Unit 5 - Cluster Analysis
Unit 5 - Cluster Analysis
Unit 5 - Cluster Analysis
Cluster analysis
A cluster is a collection of data objects that are similar to one another within the same cluster and
are dissimilar to the objects in other clusters. The process of grouping a set of physical or abstract
objects into classes of similar objects is called clustering.
Clustering techniques apply when there is no class to be predicted but rather when the instances
are to be divided into natural groups. These clusters presumably reflect some mechanism at work
in the domain from which instances are drawn, a mechanism that causes some instances to bear a
stronger resemblance to each other than they do to the remaining instances. Clustering naturally
requires different techniques to the classification and association learning.
Clustering differs from classification in that there is no target variable for clustering. The clustering
task does not try to classify, estimate, or predict the value of a target variable. Instead, clustering
algorithms seek to segment the entire data set into relatively homogeneous subgroups or clusters,
where the similarity of the records within the cluster is maximized, and the similarity to records
outside this cluster is minimized. By definition this is an example of unsupervised learning.
Applications
Business: Businesses collect large amounts of information on current and potential customers.
Clustering can be used to segment customers into small number of groups for additional analysis
and marketing activities
Information Retrieval: The World Wide Web consists of billions of Web pages, and the results
of a query to a search engine can return thousands of pages. Clustering can be used to group these
search results into a small number of clusters, each of which captures a particular aspect of the
query. For instance, a query of "movie" might return Web pages grouped into categories such as
reviews, trailers, stars, and theaters.
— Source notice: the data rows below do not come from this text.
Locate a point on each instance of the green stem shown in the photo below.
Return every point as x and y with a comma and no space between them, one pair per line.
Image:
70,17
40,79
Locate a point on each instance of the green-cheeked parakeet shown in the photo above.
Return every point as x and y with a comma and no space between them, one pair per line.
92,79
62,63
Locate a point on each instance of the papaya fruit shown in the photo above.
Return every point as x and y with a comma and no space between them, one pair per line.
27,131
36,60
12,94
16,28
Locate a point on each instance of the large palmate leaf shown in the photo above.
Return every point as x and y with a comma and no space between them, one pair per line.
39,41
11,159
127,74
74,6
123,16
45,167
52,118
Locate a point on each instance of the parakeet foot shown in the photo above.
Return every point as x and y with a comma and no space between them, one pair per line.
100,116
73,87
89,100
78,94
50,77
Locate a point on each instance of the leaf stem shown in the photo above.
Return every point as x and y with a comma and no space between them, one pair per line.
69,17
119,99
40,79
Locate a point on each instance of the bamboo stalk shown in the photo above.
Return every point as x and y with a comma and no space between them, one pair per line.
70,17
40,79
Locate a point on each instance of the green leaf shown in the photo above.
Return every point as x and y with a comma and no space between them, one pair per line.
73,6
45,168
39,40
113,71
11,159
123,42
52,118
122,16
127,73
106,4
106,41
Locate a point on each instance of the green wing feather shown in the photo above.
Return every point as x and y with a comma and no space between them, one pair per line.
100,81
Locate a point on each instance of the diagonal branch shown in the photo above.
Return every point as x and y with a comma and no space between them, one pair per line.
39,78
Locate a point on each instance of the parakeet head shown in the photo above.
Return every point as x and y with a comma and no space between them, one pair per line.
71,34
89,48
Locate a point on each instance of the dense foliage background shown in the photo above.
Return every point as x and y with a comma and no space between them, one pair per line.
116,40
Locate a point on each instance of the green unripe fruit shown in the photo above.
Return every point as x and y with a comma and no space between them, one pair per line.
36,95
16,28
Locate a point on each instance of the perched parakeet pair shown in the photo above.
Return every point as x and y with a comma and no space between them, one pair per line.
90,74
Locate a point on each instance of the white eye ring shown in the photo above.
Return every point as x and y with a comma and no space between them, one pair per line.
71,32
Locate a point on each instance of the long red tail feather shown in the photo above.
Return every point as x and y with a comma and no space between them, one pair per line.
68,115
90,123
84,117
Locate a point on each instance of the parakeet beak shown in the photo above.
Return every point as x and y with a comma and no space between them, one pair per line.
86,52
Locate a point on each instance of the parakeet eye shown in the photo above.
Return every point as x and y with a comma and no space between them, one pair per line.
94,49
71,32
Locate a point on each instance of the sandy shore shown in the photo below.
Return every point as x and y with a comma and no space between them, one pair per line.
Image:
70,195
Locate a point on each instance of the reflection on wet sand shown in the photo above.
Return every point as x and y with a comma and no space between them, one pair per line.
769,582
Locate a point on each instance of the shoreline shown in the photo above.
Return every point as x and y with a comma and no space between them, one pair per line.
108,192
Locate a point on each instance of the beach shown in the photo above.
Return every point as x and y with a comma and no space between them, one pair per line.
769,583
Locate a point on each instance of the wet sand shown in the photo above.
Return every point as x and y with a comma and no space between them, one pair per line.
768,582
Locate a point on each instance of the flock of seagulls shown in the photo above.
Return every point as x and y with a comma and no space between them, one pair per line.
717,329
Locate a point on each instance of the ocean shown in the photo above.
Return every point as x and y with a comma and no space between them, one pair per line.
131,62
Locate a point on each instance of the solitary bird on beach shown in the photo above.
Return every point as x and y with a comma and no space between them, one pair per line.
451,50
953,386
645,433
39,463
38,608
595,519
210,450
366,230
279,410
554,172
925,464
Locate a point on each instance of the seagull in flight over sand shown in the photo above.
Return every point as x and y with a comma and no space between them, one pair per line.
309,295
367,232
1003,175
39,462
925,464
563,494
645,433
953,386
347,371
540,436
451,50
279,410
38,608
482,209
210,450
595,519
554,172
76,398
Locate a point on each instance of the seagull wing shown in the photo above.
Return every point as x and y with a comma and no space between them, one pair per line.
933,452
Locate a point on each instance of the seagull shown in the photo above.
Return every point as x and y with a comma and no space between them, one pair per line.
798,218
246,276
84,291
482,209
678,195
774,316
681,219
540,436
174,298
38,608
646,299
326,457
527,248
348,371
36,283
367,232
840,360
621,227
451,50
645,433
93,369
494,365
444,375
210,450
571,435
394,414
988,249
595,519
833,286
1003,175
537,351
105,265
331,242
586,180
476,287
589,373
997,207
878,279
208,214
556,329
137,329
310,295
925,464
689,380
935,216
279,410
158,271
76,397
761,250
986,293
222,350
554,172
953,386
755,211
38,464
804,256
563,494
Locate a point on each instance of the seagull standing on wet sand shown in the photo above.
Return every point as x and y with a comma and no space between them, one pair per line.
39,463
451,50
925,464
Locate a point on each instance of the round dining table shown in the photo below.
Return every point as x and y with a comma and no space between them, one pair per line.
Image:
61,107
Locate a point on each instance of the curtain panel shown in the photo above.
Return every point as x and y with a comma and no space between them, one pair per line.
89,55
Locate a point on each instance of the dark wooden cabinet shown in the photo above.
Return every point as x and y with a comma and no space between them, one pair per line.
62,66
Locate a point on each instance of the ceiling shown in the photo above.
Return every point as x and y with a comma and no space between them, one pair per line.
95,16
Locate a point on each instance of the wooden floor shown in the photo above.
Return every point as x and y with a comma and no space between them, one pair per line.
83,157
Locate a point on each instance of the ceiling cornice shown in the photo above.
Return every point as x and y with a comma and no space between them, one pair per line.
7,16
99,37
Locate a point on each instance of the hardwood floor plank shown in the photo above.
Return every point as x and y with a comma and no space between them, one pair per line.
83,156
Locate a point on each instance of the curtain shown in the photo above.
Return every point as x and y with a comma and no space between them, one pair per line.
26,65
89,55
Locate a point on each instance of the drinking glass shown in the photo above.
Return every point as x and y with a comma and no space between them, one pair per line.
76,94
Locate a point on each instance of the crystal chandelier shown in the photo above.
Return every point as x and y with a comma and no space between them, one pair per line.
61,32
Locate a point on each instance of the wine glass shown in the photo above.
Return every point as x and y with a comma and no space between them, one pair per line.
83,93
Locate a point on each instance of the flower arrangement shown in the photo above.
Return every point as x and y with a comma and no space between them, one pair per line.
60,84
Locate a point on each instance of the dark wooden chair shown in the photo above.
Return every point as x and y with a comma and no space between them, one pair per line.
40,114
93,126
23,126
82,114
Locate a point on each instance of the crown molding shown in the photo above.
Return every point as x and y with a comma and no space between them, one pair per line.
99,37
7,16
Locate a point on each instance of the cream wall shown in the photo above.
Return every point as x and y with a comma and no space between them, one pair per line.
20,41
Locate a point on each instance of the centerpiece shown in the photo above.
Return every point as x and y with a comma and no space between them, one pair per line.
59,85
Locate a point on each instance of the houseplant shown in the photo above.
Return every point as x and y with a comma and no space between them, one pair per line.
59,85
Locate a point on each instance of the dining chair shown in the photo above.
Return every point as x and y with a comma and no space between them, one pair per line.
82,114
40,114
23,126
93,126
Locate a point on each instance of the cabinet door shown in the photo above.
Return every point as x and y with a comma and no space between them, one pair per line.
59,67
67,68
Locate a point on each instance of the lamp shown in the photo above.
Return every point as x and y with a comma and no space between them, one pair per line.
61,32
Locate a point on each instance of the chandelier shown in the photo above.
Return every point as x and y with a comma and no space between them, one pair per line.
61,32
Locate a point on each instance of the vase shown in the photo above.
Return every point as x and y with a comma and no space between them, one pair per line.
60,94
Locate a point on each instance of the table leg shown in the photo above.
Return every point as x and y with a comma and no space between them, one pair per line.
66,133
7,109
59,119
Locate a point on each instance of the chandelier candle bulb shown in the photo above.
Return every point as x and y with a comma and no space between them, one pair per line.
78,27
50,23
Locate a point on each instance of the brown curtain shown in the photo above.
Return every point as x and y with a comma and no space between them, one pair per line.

Each category (cluster) can be broken into subcategories (sub-
clusters), producing a hierarchical structure that further assists a user's exploration of the query
results.
Climate: Understanding the Earth's climate requires finding patterns in the atmosphere and ocean.
Cluster analysis has been applied to find patterns in the atmospheric pressure of polar region and
areas of the ocean that have significant impact on land climate.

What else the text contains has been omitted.